Ruminations

Blog dedicated primarily to randomly selected news items; comments reflecting personal perceptions

Wednesday, June 27, 2018

Your Body, Your Baby, Your Choice

"Some physicians may not agree with the request because of ethical or medical reasons. But if a patient decides they want to go ahead with the procedure, contrary to the wishes of their doctor, that doctor has a responsibility to refer the patient for a second opinion or transfer care."
"All maternal health care providers need to understand and hear the reasons why some women consider pre-planned caesareans the best option for them. This includes understanding the person's values, fears and concerns."
"But any final decision should not be made until women are equipped with the most up-to-date and evidence-based information to help them make such an important decision about how their baby will be born."
"Each hospital needs to understand the contributing factors to caesarean sections in its population, but the ultimate goal will always be to have a healthy mother and baby."
Dr. Jennifer Blake, chief executive officer, Society of Obstetricians and Gynaecologists of Canada

"We shouldn't as practitioners offer them [caesarean sections], or do them generally, unless there is a medical reason."
"However, there is no doubt that there is a group of patients who, for whatever their own reason, come forward and request a caesarean section without indication. So, what is a practitioner to do with that?"
"There's the perception that this category is increasing. Therefore, we felt we had to have a position on this."
Dr. Jon Barrett, chief of maternal-fetal medicine, Sunnybrook Health Sciences Centre, Toronto 
guter via Getty Images
The popularity of caesarean sections among women who fear the process of childbirth but view lower abdominal surgery with a positive focus, to extract their baby in lieu of vaginal birth has always been viewed askance by surgeons who find it difficult to imagine that women would prefer surgery to what has always been considered normal delivery of a baby. Caesarean section delivery was reserved for complicated births for the times when it was not feasible to continue with a vaginal delivery for fear of harming mother and child.

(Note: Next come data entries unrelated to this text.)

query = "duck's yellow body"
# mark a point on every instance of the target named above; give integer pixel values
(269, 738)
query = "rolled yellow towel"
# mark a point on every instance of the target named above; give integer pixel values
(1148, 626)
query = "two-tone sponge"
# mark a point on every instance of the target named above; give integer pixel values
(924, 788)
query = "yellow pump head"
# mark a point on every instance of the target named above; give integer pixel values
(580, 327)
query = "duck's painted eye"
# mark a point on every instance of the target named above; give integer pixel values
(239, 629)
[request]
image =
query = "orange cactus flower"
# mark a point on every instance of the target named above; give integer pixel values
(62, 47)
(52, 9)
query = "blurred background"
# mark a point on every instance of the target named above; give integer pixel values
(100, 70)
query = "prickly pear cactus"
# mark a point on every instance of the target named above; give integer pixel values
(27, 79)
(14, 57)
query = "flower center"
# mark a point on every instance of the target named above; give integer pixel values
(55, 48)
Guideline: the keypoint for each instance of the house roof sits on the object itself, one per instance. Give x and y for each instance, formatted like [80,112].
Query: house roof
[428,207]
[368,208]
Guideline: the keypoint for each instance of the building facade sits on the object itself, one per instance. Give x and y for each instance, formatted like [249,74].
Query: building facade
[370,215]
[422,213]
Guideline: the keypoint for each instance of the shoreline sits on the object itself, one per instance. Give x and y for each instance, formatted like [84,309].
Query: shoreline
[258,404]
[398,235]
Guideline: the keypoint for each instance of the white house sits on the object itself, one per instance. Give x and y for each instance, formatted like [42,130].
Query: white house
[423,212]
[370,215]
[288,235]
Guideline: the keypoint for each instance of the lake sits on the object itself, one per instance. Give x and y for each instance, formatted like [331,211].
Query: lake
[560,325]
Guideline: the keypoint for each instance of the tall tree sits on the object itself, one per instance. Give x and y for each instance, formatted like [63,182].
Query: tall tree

Despite controversy and published 'discussions' and professional opinions mitigating against choosing C-sections when they are not indicated by an adverse potential in a normal delivery, women continue to request surgery. Finally, surgeons have done that metaphorical shrug and decided that it is in everyone's best interests in the final analysis, to submit to new mothers' requests. It is, after all, their pregnancy, their birthing time, and little harm comes to either mother or child through that version of childbirth.

The Society of Obstetricians and Gynaecologists of Canada has reversed its previous stance on the issue, with a declaration that as long as a woman has been "fully briefed" on the positive and negative aspects, and remains convinced she wants to proceed with a pre-planned C-section, there should be no resistance from her doctor. Who must respond in agreement or take steps to refer the woman to another doctor who would be willing to perform the surgery.



According to the Canadian Institute for Health Information, more than 103,000 C-sections were conducted last year in Canada. In Canadian hospitals then, C-sections represent the most common "in-patient" surgical procedure, where 28 percent of births took place through C-section. British Columbia had the highest number at 35 percent, and the lowest number was seen in the North-West Territories at 18 percent. No longer does the SOGC claim that absent a medical reason for abdominal surgery over vaginal delivery, C-Sections should not be on offer.

In 2004, the SOGC position was clearly stated: "The Society is concerned that a natural process would be transformed into a surgical process". That professional sentiment has not changed at all, as it happens; the society continues to believe that a medical need should be present to justify a C-section. However, the reality is, women in society have embraced a trend they have no intention of relaxing. It is as though there is no need for a rationale to reflect a rejection of professional best-practise recommendations.

Obstetricians believe in part that older first-time mothers have convinced themselves that this, their first and likely last pregnancy must not be given to chance for success, but that everything that could be done to ensure success must guide their decision-making. There is also the assumed issue of adverse fears of vaginal delivery to attribute the rising rates of C-section preferences. A slight decrease in still-births has been seen in C-sections, along with fewer newborns assailed with breathing problems attributed to oxygen lack at birth.

On the obverse side is the fact that this is surgery being chosen, where the increased risk of severe hemorrhage, cardiac arrest and deep-vein thrombosis can threaten women who have a planned C-section, in comparison to those reliant on vaginal birth. Once a C-section reflects a first pregnancy the following pregnancy may be complicated by the placenta moving through the scar of the C-section, risking bleeding and hysterectomy.

Through C-sections, there are also risks to babies' health, inclusive of potential excess fluid accumulation in the lungs, lacking the vaginal birth passage when lungs are squeezed going through the birth canal, the fluid being released from the lungs. "There's a higher risk of the baby not being able to breathe properly", that might require intensive care, noted Dr. Barrett. On the negative side with vaginal deliveries is the elevated risk of damage to the pelvic floor muscles.